La hoja larga y plateada del soldado de expresión severa fue extraída de su funda, e inmediatamente concedida al soberano con una postura sumisa.

—Su Majestad.

—Espere, rey mío. Pedí una aclaración, y deseo se me conceda el derecho.

Katran tronó la boca, devolviendo la espada tomada a su dueño, pero ordenando con la mirada que no fuera regresada a la vaina.

—El Emiar les encomendó encontrarla, Princesa, luego de su repentina desaparición —prosiguió, sin mostrar el menor índice de miedo ante la amenaza de muerte, con la única incógnita en su mente de la razón por lo que le había molestado el término—. Pero durante diez días de búsqueda no hubo ni la menor señal de usted, Princesa. No fue hasta que el irdian anciano dio conocimiento de una huella energética, que luego declaró como un remanente de un embrujo de transportación inmediata.

»Estuvimos preparados para lo peor, Princesa, creímos que la habían... raptado. El emiar lo creyó, yo lo creí. No pudimos conciliar el sueño durante los soles siguientes, y envíamos mensajeros alados a su padre, el antiguo regente de este reino, pero nunca recibimos respuesta. Fue por ello, Princesa, que se me dio la digna tarea, la que reconozco haber aceptado con orgullo, de informar a su padre de lo sucedido y de nuestro esfuerzo por recuperarla.

Priscila asintió con brevedad, mientras su cerebro se hacía con una idea más clara de la intención de su amado para haber retenido al jano Kanlido.

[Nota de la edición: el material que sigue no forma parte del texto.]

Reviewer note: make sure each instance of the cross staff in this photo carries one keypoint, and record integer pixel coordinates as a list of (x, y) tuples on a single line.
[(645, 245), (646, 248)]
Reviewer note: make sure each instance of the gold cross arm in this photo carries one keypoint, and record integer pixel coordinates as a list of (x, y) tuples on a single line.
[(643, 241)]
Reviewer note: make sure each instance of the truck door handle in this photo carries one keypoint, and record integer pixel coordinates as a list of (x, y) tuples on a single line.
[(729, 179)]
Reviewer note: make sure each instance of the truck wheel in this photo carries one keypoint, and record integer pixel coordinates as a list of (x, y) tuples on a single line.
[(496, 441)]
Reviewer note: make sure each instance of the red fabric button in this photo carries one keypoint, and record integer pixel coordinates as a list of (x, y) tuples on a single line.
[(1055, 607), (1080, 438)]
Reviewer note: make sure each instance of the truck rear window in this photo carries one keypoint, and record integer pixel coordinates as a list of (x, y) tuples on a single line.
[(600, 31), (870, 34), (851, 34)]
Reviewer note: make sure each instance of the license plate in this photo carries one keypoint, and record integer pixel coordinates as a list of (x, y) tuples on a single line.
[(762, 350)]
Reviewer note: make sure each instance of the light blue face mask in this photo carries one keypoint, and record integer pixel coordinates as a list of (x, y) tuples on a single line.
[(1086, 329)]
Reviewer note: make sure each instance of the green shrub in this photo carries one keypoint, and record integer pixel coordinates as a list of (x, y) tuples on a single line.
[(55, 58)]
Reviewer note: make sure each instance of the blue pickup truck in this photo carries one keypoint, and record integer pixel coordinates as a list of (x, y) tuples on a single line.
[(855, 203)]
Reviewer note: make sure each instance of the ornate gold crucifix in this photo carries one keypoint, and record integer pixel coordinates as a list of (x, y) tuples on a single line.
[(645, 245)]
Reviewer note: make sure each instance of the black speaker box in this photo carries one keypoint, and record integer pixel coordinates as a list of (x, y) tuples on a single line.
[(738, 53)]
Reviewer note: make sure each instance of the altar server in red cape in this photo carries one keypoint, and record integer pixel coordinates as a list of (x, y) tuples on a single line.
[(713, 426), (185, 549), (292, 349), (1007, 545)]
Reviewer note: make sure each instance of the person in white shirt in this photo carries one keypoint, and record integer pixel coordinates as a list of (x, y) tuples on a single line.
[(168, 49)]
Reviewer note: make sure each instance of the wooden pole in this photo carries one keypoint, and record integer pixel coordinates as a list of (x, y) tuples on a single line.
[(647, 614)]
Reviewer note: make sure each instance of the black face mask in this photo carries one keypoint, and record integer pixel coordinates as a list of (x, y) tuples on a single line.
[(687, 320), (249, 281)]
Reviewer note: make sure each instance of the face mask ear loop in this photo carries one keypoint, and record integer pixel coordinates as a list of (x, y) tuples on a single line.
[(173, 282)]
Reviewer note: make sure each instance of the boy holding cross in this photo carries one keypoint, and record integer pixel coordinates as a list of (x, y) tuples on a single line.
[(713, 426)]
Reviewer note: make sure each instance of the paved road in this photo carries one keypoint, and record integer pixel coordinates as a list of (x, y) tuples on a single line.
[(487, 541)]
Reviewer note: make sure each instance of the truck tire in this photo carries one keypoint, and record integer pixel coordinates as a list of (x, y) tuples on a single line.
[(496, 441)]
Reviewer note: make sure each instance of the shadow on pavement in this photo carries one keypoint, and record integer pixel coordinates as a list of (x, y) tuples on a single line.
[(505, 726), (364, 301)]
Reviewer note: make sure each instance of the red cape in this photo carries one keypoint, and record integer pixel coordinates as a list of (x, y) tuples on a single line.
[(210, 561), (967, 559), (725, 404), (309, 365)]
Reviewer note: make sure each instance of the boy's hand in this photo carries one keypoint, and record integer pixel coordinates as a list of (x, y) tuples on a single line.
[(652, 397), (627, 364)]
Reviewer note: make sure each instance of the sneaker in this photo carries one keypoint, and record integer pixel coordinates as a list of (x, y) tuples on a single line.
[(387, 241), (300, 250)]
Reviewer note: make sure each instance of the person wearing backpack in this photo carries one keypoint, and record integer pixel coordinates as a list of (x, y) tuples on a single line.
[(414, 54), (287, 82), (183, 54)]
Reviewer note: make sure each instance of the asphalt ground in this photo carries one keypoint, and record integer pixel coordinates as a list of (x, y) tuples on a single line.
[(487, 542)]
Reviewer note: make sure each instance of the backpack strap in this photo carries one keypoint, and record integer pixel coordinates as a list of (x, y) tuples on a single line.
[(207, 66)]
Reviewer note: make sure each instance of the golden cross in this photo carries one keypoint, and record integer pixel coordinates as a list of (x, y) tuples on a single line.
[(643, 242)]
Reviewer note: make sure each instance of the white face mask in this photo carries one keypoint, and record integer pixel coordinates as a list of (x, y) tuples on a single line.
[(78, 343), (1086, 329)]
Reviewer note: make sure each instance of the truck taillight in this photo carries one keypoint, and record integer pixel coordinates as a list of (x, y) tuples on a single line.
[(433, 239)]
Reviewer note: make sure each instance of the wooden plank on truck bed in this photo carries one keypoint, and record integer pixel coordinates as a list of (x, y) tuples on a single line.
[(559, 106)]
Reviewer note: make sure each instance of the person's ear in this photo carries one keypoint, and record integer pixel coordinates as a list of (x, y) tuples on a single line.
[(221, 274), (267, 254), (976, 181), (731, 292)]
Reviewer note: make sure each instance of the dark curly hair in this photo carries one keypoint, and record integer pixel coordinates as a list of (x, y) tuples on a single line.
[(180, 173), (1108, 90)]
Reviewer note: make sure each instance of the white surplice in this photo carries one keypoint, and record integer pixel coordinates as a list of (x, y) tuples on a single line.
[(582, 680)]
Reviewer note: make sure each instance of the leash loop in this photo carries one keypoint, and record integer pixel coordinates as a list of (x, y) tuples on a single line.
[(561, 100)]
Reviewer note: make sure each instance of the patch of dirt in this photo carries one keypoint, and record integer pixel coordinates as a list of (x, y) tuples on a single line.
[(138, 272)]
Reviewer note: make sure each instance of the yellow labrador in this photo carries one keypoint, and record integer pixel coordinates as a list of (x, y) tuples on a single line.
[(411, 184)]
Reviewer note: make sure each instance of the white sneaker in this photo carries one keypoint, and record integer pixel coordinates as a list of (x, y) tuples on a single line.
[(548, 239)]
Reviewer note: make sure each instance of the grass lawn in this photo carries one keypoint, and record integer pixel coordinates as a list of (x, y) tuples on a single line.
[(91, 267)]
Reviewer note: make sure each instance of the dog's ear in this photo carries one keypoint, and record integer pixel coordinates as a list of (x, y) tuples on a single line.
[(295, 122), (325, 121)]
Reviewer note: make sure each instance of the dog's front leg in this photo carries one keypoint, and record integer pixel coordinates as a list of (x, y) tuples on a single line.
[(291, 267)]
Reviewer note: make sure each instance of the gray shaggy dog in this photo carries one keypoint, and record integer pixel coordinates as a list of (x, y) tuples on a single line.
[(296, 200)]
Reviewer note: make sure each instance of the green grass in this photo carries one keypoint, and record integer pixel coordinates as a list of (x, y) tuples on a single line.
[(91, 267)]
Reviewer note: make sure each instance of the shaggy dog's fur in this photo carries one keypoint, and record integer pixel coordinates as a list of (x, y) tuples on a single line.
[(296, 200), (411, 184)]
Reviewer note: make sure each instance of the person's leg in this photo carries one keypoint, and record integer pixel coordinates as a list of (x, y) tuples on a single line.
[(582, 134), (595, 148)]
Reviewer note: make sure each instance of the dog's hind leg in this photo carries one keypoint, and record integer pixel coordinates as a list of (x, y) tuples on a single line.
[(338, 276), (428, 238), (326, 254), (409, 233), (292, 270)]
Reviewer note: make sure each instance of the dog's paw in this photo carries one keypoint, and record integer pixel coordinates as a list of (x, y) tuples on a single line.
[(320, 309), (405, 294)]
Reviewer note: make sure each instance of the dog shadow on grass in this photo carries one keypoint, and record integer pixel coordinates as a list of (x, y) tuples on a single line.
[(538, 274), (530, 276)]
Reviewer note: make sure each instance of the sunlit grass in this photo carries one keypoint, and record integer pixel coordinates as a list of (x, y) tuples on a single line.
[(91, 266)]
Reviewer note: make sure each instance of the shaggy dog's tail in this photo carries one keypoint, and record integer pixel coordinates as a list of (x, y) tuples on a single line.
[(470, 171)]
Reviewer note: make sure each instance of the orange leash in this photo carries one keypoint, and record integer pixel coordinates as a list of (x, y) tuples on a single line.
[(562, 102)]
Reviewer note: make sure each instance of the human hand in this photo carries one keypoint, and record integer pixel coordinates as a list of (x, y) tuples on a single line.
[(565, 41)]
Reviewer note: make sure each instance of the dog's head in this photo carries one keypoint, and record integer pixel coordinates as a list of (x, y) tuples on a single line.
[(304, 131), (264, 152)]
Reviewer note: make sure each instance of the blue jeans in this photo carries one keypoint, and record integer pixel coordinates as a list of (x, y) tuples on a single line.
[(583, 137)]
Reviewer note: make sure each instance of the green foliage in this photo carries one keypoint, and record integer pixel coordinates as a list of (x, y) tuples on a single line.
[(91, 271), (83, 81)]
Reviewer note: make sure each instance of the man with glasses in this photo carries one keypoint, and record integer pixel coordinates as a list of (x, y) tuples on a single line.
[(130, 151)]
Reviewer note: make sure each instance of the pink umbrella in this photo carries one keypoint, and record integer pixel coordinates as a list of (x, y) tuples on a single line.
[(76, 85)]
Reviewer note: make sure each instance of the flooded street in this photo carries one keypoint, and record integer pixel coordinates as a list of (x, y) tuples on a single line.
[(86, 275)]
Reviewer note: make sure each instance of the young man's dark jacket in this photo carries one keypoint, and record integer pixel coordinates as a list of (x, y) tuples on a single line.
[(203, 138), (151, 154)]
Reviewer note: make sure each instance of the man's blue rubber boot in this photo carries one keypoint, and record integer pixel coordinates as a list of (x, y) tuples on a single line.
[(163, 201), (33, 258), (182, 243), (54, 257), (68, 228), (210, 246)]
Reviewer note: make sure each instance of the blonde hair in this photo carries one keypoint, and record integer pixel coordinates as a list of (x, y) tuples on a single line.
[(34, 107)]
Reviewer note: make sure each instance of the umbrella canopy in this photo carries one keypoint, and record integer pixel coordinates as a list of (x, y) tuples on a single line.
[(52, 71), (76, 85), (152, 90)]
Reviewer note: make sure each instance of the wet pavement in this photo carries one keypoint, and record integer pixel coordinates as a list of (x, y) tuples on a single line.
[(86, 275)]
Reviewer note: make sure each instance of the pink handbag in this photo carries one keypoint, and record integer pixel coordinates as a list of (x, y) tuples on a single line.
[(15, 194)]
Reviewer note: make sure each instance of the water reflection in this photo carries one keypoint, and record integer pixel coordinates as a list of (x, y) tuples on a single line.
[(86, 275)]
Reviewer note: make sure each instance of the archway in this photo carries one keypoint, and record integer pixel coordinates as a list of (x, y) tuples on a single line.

—¿Qué es lo que tienes pensado hacer con él? —preguntó con un tono indiferente.

Katran se giró para observar a su amada, ligeramente sorprendido, pues, por un momento sus propios pensamientos le habían robado por la atención.

—Mantenerlo en cautiverio hasta encontrar un buen propósito —declaró poco convencido.

La dama le tomó del hombro y le solicitó acercar su rostro.

—Mátalo —le susurró al oído.

—No puedo —respondió al sentir el aliento de su amada en su cuello—, si se descubre comenzaría un enfrentamiento del que tenemos mucho que perder. No puedo matarlo, y tampoco dejarlo ir.

—Pero no me perderías a mí —dijo ella con un tono dulce y seductor. Katran sintió la extracción del cuchillo ceremonial que guardaba en una funda en uno de sus flancos, escondido por su chaqueta de piel reforzada. No hizo por detenerla, aun cuando sabía lo que estaba por venir—. Una guerra, dos, o tres, no podrán detener nuestro amor —Se volvió en un paso rápido, aunque torpe, pero decidido, al hombre de tez cobriza, quién no esperaba que una hoja curva y filosa le atravesara el estómago, mucho menos proveniente de la hermosa mujer de cabello rizado. Retorció el arma, manchando su mano de sangre—. Somos uno, amor mío. —Le entregó el cuchillo, que él sostuvo entre sus manos. No pudo decidir si guardarlo, pero la mano cálida y mojada que le tocaba la mejilla le hicieron concentrarse en la mujer que le solicitaba un beso, uno acompañado por los jadeos y gemidos del hombre que no se terminaba de desangrar.

—Somos uno —confirmó, correspondiendo la muestra de afecto.